The session, an initiative of Christ the King Parish, was held May 15 in the church hall.

Rados devotes most of his talk to European nations who have a history of euthanasia, but did include a few statistics from U.S. States, such as Oregon, that have allowed it. “Oregon now has a suicide rate of 35 per cent, the highest in the country,” says Rados. Holland now has 12 people per day euthanized and the country is now developing or may have already developed portable units that can travel around to meet demand.

His presentation was followed by Regina archdiocesan theologian Brett Salkeld answering questions from the audience. He noted that he is currently writing a five-part series — three have already appeared — in the Prairie Messenger on the subject of euthanasia. Salkeld has written and spoken about the church’s opposition to euthanasia, and his answers to audience questions reiterated those positions.

Contrary to public belief, Salkeld said, the church does not believe in keeping people alive forever and does accept that an individual has the right to refuse treatment and sustenance that may keep them alive.

“Letting them die is legitimate,” said Salkeld, “just don’t kill me.”

The church is also not opposed to giving people medication to ease pain and to provide comfort, said Salkeld, even if such medication has the possibility of ending the individual’s life. “The difference is intent.”
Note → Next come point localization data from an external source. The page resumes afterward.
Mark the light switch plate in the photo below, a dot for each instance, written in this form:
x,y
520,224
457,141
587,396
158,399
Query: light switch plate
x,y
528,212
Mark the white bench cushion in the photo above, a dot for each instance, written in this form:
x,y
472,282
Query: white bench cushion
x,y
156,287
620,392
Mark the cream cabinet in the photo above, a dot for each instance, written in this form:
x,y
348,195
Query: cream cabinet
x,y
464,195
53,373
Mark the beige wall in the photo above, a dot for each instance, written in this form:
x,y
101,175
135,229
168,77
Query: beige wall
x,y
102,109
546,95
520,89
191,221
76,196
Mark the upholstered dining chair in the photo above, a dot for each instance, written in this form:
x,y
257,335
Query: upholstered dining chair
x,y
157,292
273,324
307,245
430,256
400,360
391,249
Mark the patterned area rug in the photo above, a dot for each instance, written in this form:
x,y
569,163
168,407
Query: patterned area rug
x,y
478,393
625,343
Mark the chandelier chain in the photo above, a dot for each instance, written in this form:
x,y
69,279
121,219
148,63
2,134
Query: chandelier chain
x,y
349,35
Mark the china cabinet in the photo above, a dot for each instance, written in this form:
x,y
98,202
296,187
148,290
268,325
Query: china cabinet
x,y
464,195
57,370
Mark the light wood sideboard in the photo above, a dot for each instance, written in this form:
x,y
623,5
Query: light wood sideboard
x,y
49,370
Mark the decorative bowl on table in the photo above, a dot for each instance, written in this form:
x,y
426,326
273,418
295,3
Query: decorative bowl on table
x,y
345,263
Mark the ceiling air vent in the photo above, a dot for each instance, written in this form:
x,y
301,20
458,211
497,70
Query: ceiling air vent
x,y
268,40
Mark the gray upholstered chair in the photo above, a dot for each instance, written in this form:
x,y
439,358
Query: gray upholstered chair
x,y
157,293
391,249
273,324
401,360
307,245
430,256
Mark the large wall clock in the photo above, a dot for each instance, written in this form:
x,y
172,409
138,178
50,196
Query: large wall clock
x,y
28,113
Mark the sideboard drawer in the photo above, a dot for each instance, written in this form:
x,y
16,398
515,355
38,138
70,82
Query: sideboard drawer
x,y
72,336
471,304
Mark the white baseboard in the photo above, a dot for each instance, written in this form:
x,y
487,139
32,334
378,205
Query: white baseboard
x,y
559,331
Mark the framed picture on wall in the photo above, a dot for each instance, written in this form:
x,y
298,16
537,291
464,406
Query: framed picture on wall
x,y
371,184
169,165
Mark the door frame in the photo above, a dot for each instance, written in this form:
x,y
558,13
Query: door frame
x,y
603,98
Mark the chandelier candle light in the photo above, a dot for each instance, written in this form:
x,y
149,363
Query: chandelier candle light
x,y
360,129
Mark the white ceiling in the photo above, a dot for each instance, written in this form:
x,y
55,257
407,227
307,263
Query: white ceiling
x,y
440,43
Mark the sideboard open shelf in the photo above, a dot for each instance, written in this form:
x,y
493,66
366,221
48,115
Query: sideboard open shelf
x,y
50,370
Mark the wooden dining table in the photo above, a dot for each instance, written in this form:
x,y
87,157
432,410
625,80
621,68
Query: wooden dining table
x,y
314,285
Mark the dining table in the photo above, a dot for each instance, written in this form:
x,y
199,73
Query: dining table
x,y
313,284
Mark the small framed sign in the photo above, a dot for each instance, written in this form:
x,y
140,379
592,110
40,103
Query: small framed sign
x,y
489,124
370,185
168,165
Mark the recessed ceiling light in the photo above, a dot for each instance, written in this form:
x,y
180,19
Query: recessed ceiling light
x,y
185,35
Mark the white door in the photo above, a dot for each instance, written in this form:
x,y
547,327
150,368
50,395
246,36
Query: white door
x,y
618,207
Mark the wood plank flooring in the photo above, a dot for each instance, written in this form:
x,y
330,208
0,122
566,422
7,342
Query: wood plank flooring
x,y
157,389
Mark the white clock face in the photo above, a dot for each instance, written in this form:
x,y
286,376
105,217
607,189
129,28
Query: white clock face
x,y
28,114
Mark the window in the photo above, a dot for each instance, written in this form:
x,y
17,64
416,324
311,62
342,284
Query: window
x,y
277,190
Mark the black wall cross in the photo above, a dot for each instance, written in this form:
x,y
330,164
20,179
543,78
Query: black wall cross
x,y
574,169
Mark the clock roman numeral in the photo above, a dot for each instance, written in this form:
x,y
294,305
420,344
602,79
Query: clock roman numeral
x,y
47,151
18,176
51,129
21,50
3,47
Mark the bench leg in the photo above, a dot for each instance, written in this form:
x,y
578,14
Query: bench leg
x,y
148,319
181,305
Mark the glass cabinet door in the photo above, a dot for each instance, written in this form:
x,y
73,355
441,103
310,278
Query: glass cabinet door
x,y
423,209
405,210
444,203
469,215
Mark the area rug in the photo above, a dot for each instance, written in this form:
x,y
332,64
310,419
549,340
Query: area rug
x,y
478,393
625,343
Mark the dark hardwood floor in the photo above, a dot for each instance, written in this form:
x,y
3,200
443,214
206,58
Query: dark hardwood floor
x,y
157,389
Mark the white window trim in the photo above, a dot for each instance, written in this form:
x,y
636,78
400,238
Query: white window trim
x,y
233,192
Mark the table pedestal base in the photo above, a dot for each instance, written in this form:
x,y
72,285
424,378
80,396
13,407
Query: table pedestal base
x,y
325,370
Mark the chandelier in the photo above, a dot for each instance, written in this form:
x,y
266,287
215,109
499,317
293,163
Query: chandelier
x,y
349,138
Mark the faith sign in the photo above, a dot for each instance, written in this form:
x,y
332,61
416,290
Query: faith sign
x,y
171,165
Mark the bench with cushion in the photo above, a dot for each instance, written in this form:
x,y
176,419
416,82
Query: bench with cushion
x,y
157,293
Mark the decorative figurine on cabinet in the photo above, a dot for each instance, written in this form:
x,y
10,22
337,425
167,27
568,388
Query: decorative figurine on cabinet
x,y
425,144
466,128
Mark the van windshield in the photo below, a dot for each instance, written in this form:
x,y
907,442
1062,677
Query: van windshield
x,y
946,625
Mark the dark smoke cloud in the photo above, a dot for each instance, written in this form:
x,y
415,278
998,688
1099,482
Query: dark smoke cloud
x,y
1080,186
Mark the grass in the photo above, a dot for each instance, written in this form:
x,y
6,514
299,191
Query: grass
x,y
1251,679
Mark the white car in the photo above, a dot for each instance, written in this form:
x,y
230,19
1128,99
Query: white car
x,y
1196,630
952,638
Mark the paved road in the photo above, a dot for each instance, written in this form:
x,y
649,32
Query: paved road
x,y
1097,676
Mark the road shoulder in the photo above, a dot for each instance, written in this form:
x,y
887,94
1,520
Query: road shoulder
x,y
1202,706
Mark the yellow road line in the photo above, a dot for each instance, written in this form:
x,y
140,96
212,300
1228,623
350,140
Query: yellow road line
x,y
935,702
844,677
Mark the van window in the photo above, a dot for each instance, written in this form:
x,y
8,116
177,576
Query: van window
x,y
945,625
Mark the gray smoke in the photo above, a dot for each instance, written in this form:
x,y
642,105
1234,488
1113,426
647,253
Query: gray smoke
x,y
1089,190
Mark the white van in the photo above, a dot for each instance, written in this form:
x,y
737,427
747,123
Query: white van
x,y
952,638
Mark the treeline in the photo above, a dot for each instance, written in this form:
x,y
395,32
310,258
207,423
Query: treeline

Salkeld also expressed concern that the proposed legislation does not provide strong safeguards to protect vulnerable people who, under the influence of someone else, may be coerced into being killed. He is also concerned that there does not appear to be any exclusion for Catholic institutions or protection for medical personnel for whom euthanasia is against their conscience.

“If Catholic institutions are not protected, they may have to disobey the law and see what happens.”

Saskatoon Bishop Donald Bolen is scheduled to lead a delegation next month to meet with legislators to request more palliative care and conscience rights for health care workers. Salkeld and others opposed to euthanasia have argued that, with palliative care as an option, there would be reduced demand for euthanasia.